Data Conversions with Microsoft Access Part Four

 

In the part one we looked at an overview of the data conversion process, in parts two and three we looked at using Microsoft Access to facilitate the transformation step in the ETL (Extract Transform and Load) Process. In addition to transformation Access provides a lot of useful functionality to assist in the important task of reconciliation. In this fourth and final part we will look at how Access can be used to simplify and automate much of the reconciliation process.

Reconciliation Purpose

Data reconciliation is the task that guarantees both the accuracy and completeness of a data conversion. Ultimately you reconcile the target system back to its source system, however this may be broken down into multiple steps during the conversions process of extraction transformation and loading, (each of which could provide the possibility for loss in data completeness and accuracy.) Data reconciliation is usually the responsibility of the business as they are the owners of the data, however this often leads to delays in reconciliation and even low quality reconciliation as in many cases with a new system, users do not know their way around the system and many users do not have the knowledge or access to tools like SAP query and SE16N which assist with expedient reconciliation.
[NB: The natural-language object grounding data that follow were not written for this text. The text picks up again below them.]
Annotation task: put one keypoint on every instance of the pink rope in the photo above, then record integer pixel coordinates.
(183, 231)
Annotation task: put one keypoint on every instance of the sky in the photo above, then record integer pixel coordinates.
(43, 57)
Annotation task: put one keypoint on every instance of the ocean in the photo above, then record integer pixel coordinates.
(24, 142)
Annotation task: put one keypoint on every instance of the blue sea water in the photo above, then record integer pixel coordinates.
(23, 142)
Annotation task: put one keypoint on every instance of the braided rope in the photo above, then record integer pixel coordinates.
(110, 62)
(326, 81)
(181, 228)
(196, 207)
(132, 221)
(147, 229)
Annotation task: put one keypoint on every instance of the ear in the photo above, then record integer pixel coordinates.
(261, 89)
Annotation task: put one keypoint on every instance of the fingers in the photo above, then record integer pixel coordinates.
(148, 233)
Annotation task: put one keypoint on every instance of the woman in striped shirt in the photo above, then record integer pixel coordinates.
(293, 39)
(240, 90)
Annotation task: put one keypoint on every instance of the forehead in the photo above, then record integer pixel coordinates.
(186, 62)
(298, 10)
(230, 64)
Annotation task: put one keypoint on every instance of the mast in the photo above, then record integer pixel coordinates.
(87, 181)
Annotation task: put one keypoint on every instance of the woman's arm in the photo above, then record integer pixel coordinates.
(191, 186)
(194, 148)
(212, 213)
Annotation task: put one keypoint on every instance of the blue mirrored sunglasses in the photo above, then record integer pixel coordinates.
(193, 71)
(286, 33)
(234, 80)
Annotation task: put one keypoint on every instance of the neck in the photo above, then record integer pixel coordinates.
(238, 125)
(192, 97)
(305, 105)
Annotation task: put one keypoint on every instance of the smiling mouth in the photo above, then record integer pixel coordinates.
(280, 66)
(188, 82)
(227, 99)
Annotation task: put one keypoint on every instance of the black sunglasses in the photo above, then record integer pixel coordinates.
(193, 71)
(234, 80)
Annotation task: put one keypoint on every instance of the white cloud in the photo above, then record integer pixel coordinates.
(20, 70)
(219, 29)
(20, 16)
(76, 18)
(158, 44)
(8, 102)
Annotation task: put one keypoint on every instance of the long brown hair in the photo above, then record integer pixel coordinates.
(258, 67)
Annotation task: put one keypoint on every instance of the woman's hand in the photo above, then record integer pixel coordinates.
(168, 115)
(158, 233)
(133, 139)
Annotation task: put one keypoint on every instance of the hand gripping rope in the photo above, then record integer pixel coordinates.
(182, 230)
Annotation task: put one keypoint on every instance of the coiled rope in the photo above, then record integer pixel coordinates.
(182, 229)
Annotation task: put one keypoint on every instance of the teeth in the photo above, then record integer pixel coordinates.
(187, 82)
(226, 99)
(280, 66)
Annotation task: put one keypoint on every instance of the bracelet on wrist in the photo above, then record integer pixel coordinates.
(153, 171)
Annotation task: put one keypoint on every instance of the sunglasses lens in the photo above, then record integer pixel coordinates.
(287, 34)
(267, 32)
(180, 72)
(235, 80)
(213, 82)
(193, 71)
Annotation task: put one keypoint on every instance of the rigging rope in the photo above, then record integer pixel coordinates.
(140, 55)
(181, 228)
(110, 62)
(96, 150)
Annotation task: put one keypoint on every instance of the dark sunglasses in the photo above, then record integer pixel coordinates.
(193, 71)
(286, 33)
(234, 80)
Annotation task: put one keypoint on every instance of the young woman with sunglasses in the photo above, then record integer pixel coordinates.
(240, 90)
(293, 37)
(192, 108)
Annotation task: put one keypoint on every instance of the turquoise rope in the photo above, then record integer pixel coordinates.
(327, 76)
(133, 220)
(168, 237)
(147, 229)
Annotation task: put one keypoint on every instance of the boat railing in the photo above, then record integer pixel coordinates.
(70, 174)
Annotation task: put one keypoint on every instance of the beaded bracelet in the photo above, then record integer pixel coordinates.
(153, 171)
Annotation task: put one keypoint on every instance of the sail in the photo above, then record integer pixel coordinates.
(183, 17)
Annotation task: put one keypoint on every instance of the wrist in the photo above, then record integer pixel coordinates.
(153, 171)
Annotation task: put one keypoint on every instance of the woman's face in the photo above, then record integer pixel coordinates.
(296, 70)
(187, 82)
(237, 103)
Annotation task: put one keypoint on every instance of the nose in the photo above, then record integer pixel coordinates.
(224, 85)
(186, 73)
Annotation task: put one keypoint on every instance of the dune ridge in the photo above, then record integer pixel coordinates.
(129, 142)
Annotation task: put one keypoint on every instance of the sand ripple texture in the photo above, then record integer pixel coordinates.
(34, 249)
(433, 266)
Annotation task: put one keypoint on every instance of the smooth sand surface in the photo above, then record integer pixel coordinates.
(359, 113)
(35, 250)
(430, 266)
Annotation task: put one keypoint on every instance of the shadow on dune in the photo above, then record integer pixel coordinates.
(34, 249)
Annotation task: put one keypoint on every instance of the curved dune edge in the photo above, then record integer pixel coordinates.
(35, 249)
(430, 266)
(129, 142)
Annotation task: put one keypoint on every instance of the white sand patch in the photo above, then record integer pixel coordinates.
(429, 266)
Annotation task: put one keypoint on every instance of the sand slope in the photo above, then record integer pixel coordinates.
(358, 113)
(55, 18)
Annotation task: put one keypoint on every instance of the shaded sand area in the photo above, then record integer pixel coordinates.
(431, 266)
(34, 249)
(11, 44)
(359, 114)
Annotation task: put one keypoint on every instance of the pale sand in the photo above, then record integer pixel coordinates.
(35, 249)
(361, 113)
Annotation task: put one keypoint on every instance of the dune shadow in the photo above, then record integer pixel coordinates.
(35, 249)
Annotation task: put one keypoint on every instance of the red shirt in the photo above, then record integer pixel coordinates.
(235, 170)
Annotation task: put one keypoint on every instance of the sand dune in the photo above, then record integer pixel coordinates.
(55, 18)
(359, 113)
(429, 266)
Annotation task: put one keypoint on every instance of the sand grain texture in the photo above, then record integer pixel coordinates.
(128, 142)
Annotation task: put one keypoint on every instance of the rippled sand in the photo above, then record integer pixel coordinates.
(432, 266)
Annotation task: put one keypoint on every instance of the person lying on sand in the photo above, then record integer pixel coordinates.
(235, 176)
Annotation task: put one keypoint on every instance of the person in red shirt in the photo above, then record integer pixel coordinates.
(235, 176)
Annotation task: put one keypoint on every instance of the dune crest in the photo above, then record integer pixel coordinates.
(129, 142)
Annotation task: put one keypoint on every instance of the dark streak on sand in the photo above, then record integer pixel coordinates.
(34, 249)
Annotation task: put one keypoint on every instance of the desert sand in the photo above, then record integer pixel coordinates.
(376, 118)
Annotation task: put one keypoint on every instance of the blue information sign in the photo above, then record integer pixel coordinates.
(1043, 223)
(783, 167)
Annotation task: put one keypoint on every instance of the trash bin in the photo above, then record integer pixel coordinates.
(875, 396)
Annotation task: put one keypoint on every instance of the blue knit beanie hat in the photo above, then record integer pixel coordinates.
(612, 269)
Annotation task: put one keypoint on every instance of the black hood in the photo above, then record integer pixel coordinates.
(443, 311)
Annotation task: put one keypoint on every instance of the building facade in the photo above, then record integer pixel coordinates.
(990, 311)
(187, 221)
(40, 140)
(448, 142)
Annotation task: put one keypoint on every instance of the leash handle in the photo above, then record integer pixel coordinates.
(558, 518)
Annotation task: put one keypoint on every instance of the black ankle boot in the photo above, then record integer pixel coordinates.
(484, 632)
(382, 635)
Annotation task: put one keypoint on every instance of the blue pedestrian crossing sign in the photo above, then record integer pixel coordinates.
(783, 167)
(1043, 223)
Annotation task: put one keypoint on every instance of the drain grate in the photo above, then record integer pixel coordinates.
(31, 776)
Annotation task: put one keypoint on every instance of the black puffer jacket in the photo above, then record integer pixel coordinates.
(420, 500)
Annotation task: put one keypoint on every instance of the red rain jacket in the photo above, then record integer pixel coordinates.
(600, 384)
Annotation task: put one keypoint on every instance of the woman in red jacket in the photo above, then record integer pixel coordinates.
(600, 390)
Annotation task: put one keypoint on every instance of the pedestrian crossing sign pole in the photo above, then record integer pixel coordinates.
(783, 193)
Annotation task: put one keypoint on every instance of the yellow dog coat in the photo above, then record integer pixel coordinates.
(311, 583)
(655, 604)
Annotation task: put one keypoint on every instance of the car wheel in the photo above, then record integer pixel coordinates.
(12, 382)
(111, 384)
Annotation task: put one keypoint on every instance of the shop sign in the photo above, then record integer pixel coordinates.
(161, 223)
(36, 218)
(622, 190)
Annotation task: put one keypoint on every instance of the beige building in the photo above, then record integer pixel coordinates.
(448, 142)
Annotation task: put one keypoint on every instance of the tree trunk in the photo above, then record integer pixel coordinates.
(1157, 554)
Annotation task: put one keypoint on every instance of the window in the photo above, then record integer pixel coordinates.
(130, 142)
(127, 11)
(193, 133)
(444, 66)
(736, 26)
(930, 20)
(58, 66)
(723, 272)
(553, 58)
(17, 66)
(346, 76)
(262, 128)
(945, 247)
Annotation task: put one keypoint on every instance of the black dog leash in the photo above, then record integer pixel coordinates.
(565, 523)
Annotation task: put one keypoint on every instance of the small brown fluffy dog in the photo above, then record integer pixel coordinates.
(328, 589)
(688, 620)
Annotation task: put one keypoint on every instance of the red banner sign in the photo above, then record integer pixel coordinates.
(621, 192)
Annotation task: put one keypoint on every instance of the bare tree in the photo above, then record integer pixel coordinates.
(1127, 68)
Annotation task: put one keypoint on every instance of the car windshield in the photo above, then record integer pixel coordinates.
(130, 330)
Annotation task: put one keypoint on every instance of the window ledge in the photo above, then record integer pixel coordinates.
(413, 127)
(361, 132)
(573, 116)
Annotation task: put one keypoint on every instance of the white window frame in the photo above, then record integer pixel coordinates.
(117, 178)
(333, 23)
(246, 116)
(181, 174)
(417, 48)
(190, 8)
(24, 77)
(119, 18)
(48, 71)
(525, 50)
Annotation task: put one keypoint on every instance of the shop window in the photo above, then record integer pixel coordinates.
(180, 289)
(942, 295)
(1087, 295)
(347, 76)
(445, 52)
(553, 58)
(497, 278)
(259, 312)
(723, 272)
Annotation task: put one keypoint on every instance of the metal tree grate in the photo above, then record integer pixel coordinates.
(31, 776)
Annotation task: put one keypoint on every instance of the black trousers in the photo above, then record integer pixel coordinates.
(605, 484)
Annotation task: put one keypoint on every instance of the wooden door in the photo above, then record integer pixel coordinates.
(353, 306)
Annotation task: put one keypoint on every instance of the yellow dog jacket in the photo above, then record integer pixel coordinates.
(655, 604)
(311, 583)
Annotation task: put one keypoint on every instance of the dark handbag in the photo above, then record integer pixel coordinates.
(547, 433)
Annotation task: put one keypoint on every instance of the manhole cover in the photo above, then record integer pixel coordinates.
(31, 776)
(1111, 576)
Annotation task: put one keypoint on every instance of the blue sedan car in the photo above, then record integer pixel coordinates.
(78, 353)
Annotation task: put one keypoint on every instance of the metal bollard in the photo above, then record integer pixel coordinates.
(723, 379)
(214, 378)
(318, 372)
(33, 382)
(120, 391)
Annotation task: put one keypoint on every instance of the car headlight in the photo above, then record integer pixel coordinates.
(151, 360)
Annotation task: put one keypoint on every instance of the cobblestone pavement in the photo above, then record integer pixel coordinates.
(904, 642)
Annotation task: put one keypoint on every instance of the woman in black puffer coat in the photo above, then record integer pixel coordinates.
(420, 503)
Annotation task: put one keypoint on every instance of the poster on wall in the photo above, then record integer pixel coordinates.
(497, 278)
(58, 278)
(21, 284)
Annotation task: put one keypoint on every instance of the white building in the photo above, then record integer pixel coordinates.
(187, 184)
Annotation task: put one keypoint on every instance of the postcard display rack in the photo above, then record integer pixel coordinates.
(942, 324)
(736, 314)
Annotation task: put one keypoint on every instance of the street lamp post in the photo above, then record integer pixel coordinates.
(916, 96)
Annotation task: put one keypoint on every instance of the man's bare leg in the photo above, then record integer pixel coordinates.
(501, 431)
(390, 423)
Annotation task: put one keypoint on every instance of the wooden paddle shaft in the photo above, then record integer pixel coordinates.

To overcome such limitations I prefer a shared approach whereby an IS technical resource prepares and performs some preliminary reconciliation prior to passing onto business users, however the ultimate goal of the reconciliation process is an independent review and sign off to ensure data accuracy and completeness, so this should not be left just in the hands of the people performing the conversions.

Reconciliation Steps

As indicated above reconciliation between the target systems back to the source could happen as one single step or as a number of reconciliation steps. In the diagram in figure 1 below we see that reconciliation should happen at each step in the extract, transform and load process. In fact based on timing this might be the only way to ensure a clean conversion because waiting until the load is complete to find the extract is wrong may be too late to fix any issues.

clip_image001

Figure 1 Reconciliation points

As previously stated each reconciliation should have a preliminary MIS reconciliation followed by a business centric reconciliation along with a sign off.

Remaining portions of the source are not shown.